Researchers study a new class of modified gravity called non‑polynomial quasi‑topological gravity (NPQTG). In this framework the large‑scale expansion of the universe is encoded in a single function of the Hubble parameter, the number that measures the Universe’s expansion rate. The theories keep the equations of motion at second order, which avoids the usual higher‑derivative instabilities that plague many higher‑curvature modifications of general relativity.

To make the idea concrete, the authors build explicit models within the NPQTG family. They show how different choices for that single function lead to different expansion histories. In particular they present polynomial, quartic, power‑law and genuinely non‑polynomial examples, and then focus on the quartic and power‑law cases for a detailed study. The work proceeds by reducing a higher‑dimensional action to an effective two‑dimensional scalar–tensor form. An important simplifying condition in this reduction is an “integrability” relation (denoted ω = 0) that holds for homogeneous and isotropic (Friedmann–Lemaître–Robertson–Walker) cosmologies.

At a high level the dynamics in NPQTG simplifies to an algebraic relation between a curvature invariant and the matter energy density. Put another way, the whole expansion history can be written in terms of that single Hubble‑function. The modified gravity then appears as an effective dark‑energy component that comes from geometry rather than a new matter field. The resulting dark energy can have a dynamical equation of state that lies in the quintessence regime (equation of state w > −1) or in the phantom regime (w < −1), depending on the model choice.

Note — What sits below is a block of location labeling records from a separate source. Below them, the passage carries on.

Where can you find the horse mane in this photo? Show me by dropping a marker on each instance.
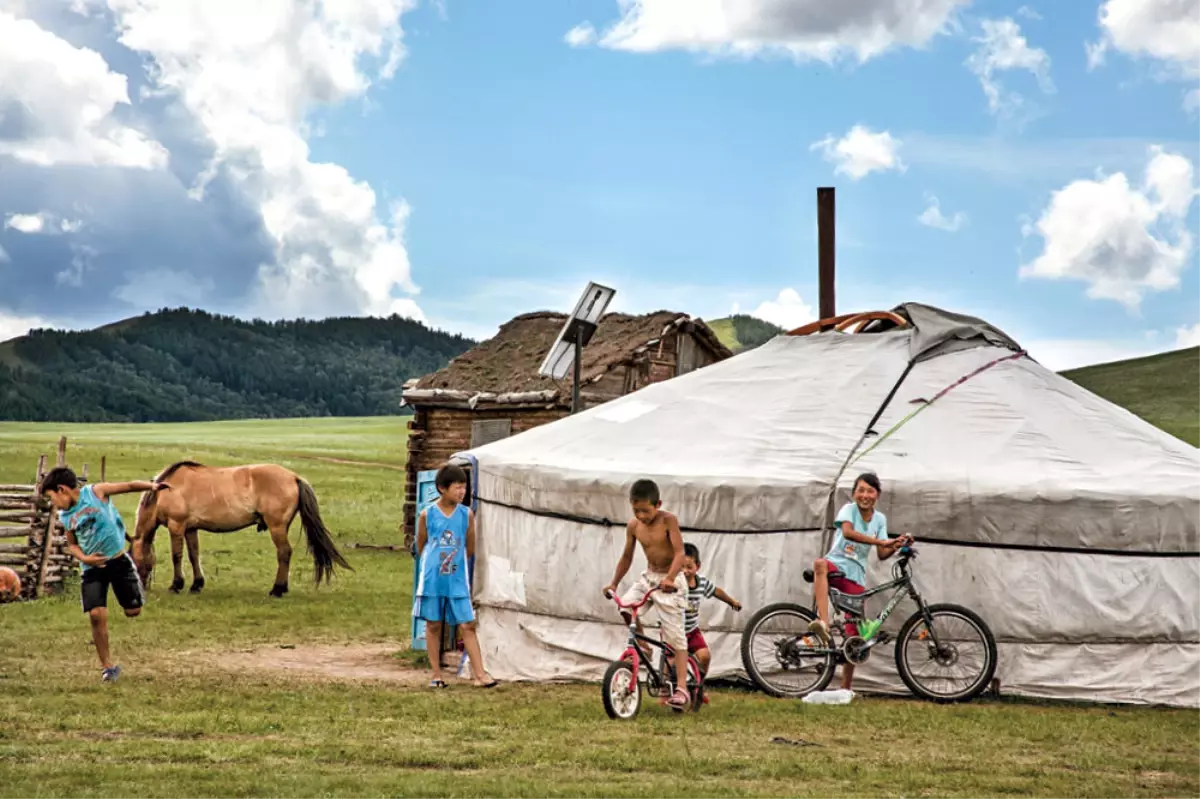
(150, 496)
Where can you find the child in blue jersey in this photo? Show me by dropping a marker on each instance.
(861, 527)
(96, 538)
(445, 540)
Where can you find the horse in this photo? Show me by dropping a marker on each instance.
(226, 499)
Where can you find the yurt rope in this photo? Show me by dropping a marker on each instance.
(927, 404)
(855, 455)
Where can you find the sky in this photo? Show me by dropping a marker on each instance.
(1032, 163)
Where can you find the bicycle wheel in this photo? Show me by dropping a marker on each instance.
(621, 691)
(778, 652)
(966, 652)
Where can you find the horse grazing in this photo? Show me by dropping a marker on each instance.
(226, 499)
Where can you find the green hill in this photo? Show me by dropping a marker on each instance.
(1162, 389)
(741, 332)
(184, 365)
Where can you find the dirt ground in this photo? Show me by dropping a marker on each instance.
(322, 662)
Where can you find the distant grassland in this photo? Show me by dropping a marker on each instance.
(1162, 389)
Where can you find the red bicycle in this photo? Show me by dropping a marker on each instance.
(622, 688)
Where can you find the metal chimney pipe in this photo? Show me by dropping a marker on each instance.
(826, 262)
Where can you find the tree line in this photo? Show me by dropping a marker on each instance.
(187, 365)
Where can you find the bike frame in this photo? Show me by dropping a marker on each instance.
(634, 653)
(901, 584)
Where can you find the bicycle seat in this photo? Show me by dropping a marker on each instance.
(833, 572)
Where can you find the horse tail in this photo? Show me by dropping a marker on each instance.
(321, 545)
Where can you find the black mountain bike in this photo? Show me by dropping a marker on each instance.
(945, 653)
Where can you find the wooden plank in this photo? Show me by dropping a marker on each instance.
(47, 539)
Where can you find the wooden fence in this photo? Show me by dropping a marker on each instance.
(27, 523)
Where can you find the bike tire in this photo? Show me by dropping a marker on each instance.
(615, 708)
(913, 683)
(751, 667)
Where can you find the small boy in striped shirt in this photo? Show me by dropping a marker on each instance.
(700, 588)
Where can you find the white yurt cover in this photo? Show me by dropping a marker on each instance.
(1072, 526)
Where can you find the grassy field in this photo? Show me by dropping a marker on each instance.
(1161, 388)
(234, 694)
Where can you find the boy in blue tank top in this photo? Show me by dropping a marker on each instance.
(445, 540)
(96, 539)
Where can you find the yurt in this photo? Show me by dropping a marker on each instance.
(1069, 524)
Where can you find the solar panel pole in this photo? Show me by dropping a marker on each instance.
(575, 335)
(575, 377)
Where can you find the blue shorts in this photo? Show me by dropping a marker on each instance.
(453, 611)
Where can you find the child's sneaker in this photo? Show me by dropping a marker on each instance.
(867, 629)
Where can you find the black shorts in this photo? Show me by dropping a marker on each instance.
(121, 575)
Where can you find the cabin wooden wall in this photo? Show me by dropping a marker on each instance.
(437, 433)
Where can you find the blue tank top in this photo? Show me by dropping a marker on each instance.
(444, 558)
(96, 526)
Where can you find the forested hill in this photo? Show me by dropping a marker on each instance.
(185, 365)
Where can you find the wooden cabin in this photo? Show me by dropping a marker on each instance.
(495, 391)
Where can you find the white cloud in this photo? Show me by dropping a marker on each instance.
(1187, 337)
(1192, 101)
(29, 223)
(787, 310)
(1003, 48)
(250, 74)
(581, 35)
(934, 217)
(823, 31)
(57, 103)
(13, 325)
(1120, 240)
(1164, 30)
(41, 222)
(861, 152)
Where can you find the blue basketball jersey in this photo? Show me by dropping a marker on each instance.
(444, 559)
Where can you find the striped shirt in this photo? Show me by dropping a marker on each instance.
(702, 589)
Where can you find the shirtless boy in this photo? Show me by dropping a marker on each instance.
(658, 532)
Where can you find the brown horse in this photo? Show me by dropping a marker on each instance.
(228, 499)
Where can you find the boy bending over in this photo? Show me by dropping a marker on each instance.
(96, 539)
(658, 532)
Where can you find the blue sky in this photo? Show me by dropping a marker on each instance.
(499, 166)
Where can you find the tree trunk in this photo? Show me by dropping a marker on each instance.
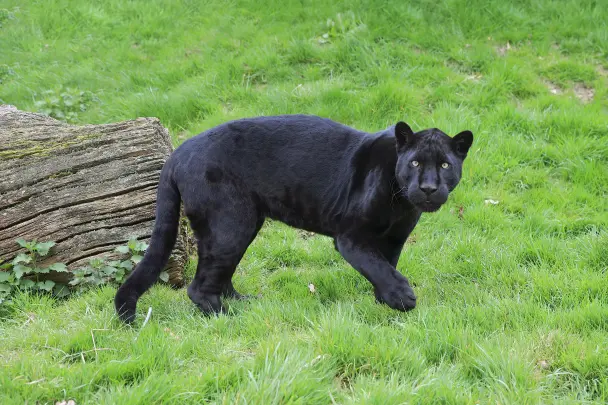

The authors test the quartic and power‑law models against current late‑time data. They use Type Ia supernovae, Cosmic Chronometers (measurements of the expansion rate at different redshifts), and Baryon Acoustic Oscillations. Constraints are obtained through a Bayesian Markov Chain Monte Carlo (MCMC) analysis. According to the paper, both models fit these data sets well and are statistically competitive with the standard ΛCDM model (Lambda Cold Dark Matter), meaning they are compatible with current observational bounds at the level probed.